With them gone, the air between Nicholas and Laine seemed to chill. Nicholas found himself looking again into her cool grey eyes. Dark shadows at their corners betrayed the stress she’d been suffering since Gavin’s death. But her face was without expression as she stared hard at Nicholas. When she spoke, her voice was barely a whisper.
‘What happened?’
Something lurked beneath her fine features. Not fury. Not disgust. What?

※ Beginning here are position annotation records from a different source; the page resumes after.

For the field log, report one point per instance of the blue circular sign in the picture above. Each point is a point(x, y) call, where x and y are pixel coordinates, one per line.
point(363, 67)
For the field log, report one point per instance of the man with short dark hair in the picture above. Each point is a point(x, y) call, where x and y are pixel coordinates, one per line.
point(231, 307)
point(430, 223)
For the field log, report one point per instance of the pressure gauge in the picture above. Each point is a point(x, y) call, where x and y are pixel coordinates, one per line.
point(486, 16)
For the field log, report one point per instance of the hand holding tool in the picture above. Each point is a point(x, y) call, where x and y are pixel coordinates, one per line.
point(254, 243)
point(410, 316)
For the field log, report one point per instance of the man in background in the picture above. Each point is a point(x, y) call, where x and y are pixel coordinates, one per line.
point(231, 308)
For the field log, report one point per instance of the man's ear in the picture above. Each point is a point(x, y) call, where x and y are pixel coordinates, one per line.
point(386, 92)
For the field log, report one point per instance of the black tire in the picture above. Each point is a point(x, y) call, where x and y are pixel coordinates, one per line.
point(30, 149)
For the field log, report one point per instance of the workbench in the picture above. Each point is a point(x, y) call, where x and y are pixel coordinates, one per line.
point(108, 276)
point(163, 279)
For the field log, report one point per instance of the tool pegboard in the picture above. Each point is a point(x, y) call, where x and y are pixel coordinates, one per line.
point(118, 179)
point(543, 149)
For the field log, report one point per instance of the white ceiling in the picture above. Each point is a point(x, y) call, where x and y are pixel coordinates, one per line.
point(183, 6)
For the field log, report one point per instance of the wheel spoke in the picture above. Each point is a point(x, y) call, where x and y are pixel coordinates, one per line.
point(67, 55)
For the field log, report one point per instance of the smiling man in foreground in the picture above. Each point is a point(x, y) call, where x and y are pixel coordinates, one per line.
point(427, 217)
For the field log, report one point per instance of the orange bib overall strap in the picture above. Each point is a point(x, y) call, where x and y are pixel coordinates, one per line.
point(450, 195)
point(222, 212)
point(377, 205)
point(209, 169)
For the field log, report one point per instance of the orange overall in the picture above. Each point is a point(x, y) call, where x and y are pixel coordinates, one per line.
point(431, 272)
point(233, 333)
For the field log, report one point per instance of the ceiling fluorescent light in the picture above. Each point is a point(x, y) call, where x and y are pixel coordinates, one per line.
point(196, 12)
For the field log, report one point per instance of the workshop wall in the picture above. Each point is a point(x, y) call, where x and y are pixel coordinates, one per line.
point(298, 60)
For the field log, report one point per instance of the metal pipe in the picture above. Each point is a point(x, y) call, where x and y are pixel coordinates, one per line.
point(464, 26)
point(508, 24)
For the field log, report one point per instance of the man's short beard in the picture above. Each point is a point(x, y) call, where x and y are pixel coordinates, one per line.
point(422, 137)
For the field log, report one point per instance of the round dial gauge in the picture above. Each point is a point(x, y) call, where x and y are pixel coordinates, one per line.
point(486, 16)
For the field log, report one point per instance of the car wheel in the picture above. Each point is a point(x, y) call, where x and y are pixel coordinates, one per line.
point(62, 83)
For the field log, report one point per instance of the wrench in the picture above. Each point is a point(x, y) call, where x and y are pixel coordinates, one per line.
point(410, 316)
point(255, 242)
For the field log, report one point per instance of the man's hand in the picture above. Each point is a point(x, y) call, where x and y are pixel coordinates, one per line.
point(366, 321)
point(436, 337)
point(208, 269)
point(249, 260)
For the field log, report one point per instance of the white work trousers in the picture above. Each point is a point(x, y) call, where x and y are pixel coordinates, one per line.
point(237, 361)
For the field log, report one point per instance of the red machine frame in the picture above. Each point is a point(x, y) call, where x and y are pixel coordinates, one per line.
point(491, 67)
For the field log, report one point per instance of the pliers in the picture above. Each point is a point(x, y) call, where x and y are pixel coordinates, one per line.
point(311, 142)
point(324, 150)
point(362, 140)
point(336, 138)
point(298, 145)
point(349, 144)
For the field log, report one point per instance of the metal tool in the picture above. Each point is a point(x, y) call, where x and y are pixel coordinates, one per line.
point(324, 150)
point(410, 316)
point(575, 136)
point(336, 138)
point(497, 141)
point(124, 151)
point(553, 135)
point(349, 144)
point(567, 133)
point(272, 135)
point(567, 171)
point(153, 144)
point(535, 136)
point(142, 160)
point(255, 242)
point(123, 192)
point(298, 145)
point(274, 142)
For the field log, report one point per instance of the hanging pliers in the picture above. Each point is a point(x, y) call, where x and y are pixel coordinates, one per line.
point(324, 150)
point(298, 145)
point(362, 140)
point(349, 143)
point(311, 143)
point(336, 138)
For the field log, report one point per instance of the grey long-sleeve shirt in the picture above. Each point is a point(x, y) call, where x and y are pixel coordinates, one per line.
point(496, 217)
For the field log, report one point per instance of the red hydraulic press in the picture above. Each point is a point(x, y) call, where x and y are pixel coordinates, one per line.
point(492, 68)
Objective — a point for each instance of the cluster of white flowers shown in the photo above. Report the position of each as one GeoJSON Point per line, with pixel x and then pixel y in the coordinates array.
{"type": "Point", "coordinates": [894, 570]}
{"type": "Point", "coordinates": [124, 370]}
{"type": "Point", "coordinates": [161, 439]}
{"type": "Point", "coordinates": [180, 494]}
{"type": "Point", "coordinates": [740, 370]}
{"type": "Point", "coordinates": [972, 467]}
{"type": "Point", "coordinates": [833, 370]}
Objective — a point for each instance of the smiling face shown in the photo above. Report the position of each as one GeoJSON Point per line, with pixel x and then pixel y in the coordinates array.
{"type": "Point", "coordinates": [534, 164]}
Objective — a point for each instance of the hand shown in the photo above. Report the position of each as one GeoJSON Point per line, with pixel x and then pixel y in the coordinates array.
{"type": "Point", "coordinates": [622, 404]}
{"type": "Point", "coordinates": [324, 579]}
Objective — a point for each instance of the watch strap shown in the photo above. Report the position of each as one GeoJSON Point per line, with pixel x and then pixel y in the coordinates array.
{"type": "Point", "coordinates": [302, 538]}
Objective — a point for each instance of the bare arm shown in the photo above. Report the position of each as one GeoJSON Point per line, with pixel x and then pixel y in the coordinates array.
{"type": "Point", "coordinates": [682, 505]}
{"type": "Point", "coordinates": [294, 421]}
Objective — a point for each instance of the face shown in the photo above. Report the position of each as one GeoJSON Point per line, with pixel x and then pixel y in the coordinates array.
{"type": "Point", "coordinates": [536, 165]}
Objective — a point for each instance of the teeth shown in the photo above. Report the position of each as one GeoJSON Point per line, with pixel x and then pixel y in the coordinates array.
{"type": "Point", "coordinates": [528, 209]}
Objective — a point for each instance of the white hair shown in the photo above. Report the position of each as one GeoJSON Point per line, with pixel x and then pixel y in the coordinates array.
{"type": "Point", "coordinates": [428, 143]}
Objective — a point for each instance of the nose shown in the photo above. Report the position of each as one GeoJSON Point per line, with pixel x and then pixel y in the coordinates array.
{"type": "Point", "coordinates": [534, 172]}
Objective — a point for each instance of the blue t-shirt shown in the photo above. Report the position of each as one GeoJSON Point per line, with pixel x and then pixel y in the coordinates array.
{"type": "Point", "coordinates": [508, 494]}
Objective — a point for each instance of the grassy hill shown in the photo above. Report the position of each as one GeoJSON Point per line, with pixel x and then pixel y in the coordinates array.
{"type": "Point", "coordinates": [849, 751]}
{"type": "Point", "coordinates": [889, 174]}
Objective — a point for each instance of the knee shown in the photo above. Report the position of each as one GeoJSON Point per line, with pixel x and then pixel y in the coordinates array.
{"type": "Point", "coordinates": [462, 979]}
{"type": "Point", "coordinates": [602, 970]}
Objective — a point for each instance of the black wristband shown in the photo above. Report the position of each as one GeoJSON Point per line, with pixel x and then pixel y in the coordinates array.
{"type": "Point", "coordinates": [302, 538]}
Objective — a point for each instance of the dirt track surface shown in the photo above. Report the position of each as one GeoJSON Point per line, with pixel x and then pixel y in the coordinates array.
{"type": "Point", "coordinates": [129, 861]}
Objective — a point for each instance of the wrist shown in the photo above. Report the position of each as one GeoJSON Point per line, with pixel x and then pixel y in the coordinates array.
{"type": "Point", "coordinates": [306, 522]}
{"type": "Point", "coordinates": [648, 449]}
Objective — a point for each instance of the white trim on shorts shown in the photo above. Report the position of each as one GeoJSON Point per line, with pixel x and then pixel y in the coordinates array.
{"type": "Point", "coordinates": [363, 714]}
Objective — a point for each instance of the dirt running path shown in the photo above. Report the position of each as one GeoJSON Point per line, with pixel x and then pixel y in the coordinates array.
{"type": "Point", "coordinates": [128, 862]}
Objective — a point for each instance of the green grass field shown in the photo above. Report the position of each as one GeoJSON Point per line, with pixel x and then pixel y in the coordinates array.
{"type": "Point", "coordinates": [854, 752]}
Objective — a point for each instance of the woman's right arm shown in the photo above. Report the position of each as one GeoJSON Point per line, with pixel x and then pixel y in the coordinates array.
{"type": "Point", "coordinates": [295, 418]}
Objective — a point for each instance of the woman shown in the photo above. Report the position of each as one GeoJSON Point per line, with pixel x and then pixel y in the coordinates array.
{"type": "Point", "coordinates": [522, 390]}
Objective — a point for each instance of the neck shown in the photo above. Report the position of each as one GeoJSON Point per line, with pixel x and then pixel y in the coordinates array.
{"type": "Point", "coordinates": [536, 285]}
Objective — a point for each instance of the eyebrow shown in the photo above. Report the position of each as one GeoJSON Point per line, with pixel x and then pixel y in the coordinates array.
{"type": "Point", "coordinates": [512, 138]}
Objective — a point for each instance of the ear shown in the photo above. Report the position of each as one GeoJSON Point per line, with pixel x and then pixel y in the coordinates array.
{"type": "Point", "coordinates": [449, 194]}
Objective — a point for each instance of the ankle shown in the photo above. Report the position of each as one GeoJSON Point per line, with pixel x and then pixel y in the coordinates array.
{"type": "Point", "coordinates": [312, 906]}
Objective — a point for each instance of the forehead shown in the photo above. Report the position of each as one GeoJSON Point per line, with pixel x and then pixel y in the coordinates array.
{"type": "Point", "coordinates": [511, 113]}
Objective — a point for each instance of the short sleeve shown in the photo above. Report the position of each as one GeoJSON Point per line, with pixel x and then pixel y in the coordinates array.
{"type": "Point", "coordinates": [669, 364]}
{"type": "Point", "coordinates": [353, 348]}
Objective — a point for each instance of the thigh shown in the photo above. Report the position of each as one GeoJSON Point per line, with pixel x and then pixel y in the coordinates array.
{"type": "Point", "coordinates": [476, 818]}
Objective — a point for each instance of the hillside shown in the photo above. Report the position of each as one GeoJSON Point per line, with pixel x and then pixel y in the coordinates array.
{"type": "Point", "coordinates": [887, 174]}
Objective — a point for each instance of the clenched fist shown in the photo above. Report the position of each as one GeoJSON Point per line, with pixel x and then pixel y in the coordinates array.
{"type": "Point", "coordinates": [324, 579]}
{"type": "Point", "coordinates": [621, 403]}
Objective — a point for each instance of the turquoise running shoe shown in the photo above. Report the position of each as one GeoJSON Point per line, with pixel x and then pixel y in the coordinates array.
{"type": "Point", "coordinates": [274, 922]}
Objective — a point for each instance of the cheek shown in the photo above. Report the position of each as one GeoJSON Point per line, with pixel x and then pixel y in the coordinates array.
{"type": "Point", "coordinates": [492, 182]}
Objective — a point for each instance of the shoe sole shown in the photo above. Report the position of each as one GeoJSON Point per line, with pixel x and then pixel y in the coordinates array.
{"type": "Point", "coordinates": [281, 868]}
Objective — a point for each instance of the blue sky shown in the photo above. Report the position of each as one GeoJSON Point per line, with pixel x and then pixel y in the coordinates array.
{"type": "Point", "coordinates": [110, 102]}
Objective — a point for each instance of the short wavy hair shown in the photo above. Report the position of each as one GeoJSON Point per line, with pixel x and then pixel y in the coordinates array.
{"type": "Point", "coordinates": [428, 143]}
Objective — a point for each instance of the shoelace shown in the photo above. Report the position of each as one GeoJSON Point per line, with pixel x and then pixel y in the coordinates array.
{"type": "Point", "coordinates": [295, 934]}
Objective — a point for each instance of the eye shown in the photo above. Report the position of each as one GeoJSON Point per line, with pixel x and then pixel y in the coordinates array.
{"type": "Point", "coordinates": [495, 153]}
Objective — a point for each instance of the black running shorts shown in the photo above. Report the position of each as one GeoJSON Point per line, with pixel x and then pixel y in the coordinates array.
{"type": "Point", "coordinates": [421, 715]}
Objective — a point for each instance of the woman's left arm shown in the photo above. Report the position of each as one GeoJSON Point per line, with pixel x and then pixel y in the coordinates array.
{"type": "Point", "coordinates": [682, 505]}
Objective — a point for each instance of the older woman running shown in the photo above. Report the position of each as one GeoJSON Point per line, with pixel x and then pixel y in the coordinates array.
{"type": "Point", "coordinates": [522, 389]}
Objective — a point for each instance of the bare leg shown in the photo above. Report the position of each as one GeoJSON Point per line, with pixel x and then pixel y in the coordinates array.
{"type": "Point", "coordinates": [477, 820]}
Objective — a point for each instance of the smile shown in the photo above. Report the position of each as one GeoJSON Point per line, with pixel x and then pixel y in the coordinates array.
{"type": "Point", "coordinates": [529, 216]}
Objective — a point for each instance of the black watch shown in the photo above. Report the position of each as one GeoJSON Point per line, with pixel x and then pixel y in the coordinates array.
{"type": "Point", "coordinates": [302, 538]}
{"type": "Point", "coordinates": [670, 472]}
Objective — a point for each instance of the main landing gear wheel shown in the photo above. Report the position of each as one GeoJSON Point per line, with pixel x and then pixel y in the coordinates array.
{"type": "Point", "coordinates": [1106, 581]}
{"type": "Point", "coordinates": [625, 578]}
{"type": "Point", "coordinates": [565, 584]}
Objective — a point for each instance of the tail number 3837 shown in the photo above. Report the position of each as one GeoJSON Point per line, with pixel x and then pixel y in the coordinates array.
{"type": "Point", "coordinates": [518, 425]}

Nicholas watched her.
This is why you came , he told himself . To find out what happened.
‘I was hoping you could tell me,’ he said.
Laine’s face was inscrutable, her features motionless as a portrait’s, something from another time.
‘What did you do to him?’ she asked. This time, there was accusation in her tone, and Nicholas felt a burr of anger.
‘I know the modern woman lives a full and vigorous life, but did you pick up any little hints that Gavin wasn’t perfectly happy? The crazy stare? Lack of sleep? Love of firearms?’
She watched him, testing his eyes. After a long moment, she nodded curtly and turned away.
‘I thought he was going to kill me!’ said Nicholas, loudly. She kept walking. ‘Mrs Boye!’
She stopped. Droplets of rain collected like glass beads on her shoulders. She turned. Her mouth was held tight. She lifted her chin and met Nicholas’s gaze.
‘How did he know I was back?’ he asked.
He could see now what the emotion was, brewing behind her eyes. The knowledge surprised him. She was embarrassed.